Он согласно кивнул и, отделившись от своих товарищей, приблизился к нам. Остальные вернулись к своим разговорам. Вообще, я так начала замечать, что отношение к нам у всех этих странных людей довольно-таки равнодушное. Никого всерьез не волнует, ни откуда мы взялись на закрытом мероприятии, ни наш глупый наряд. Скорее всего, все эти люди уже привыкли, что один-другой сторонний зевака обязательно затянется в их огород. Вот и сейчас, этот Маугли идет к нам, не потому что его интересует или возмущает наше присутствие. Просто его окликнула Маринка, и он откликнулся. Похоже отношения здесь довольно раскованные. Да и странно было бы ожидать других от Маугли, или, например от Карлсона. Кажется, я себя убедила. Можно и пообщаться. А может раздеться?
– Это зал нашей Верочки, – начал он запросто, по-свойски. – Правильно, что вы решили начать отсюда.
– Она фотограф, – очень к месту заметила Маринка.
– Фотохудожник, – мягко поправил Маугли. – Верочка художник. Посмотрите, – он подошел к одной из фотографий, на которой был заснят густо алый закат обливающий своим сочными покрывалом широкое поле и лес с церковью на берегу небольшого озера. Игра света, уловленная объективом, шокировала. Смешение естественных красок, блеск озера дало игру теней и светопреломления. Лес стал желтовато-коричневым, озеро ярко красным с отходящим от него черным берегом. Совершенно неестественная, неземная картинка. Даже маленький грибник на берегу предстал чем-то нереальным и черно зловещим.
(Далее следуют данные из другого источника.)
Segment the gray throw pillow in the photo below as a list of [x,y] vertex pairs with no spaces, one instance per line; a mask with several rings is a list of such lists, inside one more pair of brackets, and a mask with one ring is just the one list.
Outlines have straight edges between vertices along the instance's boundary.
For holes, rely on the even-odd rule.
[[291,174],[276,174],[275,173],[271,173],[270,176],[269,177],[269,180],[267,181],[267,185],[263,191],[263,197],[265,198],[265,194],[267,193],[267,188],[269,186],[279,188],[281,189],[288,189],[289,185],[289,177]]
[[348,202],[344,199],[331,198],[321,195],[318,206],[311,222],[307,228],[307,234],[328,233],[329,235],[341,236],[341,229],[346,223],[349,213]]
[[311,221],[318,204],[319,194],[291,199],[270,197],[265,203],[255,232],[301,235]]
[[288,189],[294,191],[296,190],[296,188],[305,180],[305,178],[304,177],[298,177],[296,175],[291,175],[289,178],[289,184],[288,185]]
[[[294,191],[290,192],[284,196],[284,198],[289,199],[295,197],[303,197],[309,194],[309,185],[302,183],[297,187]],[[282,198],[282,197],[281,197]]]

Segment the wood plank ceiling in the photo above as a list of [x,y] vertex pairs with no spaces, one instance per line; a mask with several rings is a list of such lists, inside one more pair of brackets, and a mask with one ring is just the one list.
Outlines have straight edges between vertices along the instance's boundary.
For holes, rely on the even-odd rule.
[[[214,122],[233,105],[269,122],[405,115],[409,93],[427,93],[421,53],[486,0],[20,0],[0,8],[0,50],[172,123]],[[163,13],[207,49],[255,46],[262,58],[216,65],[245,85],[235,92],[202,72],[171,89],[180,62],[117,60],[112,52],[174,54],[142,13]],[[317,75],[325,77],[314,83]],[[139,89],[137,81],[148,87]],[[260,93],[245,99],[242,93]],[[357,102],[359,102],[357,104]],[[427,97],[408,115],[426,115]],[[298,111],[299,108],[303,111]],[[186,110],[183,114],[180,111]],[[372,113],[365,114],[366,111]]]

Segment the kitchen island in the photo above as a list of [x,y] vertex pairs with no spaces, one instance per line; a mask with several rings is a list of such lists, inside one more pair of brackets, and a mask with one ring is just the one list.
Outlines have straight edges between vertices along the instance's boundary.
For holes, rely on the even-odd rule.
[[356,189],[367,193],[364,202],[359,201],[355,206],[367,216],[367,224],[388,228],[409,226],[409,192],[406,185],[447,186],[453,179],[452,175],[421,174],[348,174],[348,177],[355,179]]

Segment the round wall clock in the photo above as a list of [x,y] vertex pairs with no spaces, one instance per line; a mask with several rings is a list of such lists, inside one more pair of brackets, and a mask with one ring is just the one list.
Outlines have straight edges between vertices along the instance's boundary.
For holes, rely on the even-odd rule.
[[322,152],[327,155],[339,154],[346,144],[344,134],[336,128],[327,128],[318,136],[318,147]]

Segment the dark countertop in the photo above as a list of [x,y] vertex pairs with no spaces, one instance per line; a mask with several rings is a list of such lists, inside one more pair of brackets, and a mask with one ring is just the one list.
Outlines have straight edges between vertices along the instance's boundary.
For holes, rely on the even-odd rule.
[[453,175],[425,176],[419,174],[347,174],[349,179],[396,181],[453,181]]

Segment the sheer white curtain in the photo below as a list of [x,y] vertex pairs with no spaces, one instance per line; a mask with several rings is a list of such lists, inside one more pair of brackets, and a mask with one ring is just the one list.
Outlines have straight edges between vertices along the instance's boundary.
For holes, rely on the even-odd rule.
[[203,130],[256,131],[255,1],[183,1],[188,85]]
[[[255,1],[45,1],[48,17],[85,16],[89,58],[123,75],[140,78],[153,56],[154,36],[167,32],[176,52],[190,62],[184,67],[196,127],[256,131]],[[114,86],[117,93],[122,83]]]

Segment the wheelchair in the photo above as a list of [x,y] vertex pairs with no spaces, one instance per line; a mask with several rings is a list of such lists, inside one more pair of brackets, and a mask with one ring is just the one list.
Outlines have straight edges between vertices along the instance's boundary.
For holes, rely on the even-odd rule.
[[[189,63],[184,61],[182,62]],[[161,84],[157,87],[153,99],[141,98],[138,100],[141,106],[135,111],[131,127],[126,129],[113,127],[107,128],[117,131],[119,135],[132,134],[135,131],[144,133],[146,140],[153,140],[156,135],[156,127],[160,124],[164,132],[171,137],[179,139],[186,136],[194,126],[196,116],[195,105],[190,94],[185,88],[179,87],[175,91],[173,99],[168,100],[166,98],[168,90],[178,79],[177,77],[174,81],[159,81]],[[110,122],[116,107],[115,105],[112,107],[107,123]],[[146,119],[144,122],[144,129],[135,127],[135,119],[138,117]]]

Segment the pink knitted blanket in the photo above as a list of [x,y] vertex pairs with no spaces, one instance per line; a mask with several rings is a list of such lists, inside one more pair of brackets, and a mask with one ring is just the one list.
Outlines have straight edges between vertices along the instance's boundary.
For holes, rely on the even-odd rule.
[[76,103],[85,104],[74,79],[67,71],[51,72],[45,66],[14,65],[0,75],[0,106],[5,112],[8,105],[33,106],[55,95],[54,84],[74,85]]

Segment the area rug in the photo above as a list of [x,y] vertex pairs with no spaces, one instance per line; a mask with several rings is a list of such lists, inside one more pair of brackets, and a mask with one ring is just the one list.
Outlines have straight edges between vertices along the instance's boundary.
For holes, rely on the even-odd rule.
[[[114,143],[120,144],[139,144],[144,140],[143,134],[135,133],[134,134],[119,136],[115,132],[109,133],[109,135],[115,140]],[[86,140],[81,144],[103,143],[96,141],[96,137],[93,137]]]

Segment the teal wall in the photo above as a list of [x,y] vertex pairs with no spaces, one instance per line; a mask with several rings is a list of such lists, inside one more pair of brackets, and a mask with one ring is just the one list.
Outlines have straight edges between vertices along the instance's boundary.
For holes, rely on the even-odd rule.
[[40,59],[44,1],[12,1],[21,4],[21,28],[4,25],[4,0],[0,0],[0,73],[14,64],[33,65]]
– Ведь это осень, – произнес Маугли. – Это осень среди лета.
– Лета? – я присмотрелась. Действительно, широкие, раскидистые стволы в густой листве, высокая, крепкая трава, камыш. Конечно лето.
– Поразительно, – я не смогла удержать восхищения.
– Произведения нельзя смотреть мельком, – улыбнулся Маугли. – Произведение это не кадр из жизни. Это жизнь. Возможность увидеть жизнь, такой, какая она есть. На секунду отойти от привычных поверхностных характеристик. Желтый, красный, значит осень. Белый – зима. Зеленый – лето. А так ли на самом деле? – Маугли внезапно повернулся и посмотрел мне прямо в глаза. Я слегка растерялась.
– Мы не познакомились, – внезапно констатировал он. Повернул голову к Маринке, улыбнулся: – Я вас обманул. Я не Маугли. Я Валентин Петрович.
– А, – Маринка растерялась лишь на мгновение. – Марина Анатольевна.
– Василиса Васильевна, – представилась я. – А ваши работы, здесь тоже есть?
– Да, там, в начале, гобелены, – он как будто слегка смутился, но скорее это все же наиграно. Своей обширной груди он перед нами не смущается.